Para pecinta Rasulullah shallallahu ‘alaihi wasallam yang berbahagia, Para ulama sepeninggal raja al-Muzhaffar juga tidak ada seorang pun di antara mereka yang mengingkari peringatan maulid. Bahkan al-Hafizh Ibnu Dihyah dan lainnya menulis karangan khusus tentang maulid. Peringatan maulid juga dinilai bagus oleh al-Hafizh al-‘Iraqi, al-Hafizh Ibnu Hajar, al-Hafizh as-Suyuthi dan lainnya. Hingga kemudian pada sekitar 200 tahun yang lalu, muncul sekelompok orang yang mengingkari peringatan maulid dengan keras. Mereka mengingkari perkara yang dinilai baik oleh ummat Islam dari masa ke masa selama berabad-abad lamanya. Mereka menganggap bahwa peringatan maulid adalah bid’ah yang sesat.

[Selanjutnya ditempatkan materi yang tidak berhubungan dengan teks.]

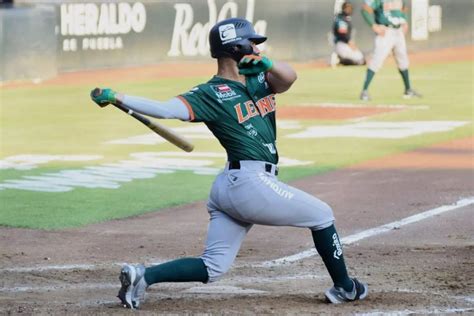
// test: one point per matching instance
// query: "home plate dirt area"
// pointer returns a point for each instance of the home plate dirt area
(406, 226)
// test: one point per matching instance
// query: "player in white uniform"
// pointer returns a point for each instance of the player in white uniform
(388, 20)
(345, 47)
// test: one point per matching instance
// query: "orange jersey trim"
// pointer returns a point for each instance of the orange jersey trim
(190, 109)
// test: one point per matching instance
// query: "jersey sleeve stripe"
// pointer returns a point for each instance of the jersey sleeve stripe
(190, 109)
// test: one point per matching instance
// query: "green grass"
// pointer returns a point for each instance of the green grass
(49, 119)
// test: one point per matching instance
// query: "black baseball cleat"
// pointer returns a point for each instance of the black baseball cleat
(410, 93)
(337, 295)
(132, 292)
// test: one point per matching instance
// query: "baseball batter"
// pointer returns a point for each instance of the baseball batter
(388, 20)
(238, 106)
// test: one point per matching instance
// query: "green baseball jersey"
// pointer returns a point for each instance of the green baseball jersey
(241, 117)
(388, 12)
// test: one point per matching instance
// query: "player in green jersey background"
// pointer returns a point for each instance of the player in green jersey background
(388, 20)
(238, 106)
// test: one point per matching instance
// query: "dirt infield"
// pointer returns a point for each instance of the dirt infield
(316, 112)
(421, 264)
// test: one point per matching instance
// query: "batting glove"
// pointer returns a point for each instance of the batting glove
(254, 64)
(103, 97)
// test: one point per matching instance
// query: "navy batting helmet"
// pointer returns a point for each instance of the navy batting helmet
(233, 38)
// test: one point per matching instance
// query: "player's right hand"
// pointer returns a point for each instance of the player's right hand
(103, 97)
(379, 29)
(254, 64)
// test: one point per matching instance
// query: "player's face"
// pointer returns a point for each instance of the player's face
(348, 10)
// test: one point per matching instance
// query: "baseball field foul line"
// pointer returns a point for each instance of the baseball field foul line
(371, 232)
(289, 259)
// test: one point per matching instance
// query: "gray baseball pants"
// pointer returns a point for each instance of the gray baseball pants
(250, 195)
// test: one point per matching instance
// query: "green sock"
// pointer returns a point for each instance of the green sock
(330, 249)
(368, 78)
(406, 78)
(179, 270)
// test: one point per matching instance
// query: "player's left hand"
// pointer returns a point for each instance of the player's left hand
(103, 97)
(254, 64)
(405, 28)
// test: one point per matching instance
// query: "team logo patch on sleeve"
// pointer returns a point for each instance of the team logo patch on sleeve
(223, 91)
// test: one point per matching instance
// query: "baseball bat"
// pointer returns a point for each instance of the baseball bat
(161, 130)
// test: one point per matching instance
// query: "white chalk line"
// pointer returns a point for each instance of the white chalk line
(276, 262)
(428, 311)
(371, 232)
(201, 289)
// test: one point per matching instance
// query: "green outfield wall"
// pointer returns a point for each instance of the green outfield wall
(42, 38)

Mereka berdalih dengan sebuah hadits yang mereka tempatkan tidak pada tempatnya, yaitu hadits كُلّ مُحْدَثَةٍ بِدْعَةٌ (Setiap perkara baru yang tidak pernah dilakukan pada masa Nabi adalah bid’ah). Hadits ini memang sahih. Akan tetapi maknanya tidaklah seperti yang mereka katakan. Para ulama menjelaskan, makna hadits tersebut bahwa perkara yang dilakukan sepeninggal Nabi shallallahu ‘alaihi wasallam adalah bid’ah yang buruk dan tercela kecuali perkara yang sesuai dengan syariat.

 

Jadi kata “Kullu” dalam hadits tersebut maknanya bukanlah “semua tanpa terkecuali”, tapi “al aghlab” (sebagian besar). Hal ini sebagaimana dalam firman Allah yang menceritakan tentang angin yang menjadi ‘adzab bagi kaum ‘Ad:

 

تُدَمِّرُ كُلَّ شَيْءٍۢ بِاَمْرِ رَبِّهَا (سورة الأحقاف: ٢٥)

 

Maknanya: “Angin itu menghancurkan segala sesuatu dengan perintah Tuhannya“ (QS al-Ahqaf: 25)

 

Kenyataannya, angin tersebut tidak menghancurkan segala sesuatu. Tidak menghancurkan bumi dan langit. Angin tersebut hanya menghancurkan kaum ‘Ad dan harta benda mereka. Allah menggunakan redaksi “semua”, tapi yang dimaksud adalah “sebagian”.

 

Ma’asyiral Muslimin rahimakumullah, Rasulullah shallallahu ‘alaihi wasallam bersabda:

 

مَنْ سَنَّ فِيْ الإِسْلَامِ سُنَّةً حَسَنَةً فَلَهُ أَجْرُهَا وَأَجْرُ مَنْ عَمِلَ بِهَا بَعْدَهُ مِنْ غَيْرِ أَنْ يَنْقُصَ مِنْ أُجُوْرِهِمْ شَىْءٌ  (رواه مسلم وغيره)

 

Maknanya: “Barangsiapa merintis perkara baru yang baik dalam Islam, maka ia  mendapatkan pahalanya dan pahala orang yang mengamalkannya setelahnya tanpa berkurang pahala mereka sedikit pun.” (HR Muslim dan lainnya)

 

Oleh karenanya, Imam asy-Syafi’i radhiyallahu ‘anhu berkata:

 

“Bid’ah itu ada dua macam: Bid’ah Mahmudah (terpuji) dan Bid’ah Madzmumah (tercela), jadi bid’ah yang sesuai dengan sunnah adalah terpuji dan bid’ah yang menyalahi sunnah adalah tercela.” (Perkataan Imam asy-Syafi’i ini diriwayatkan oleh Imam al-Baihaqi dan lainnya).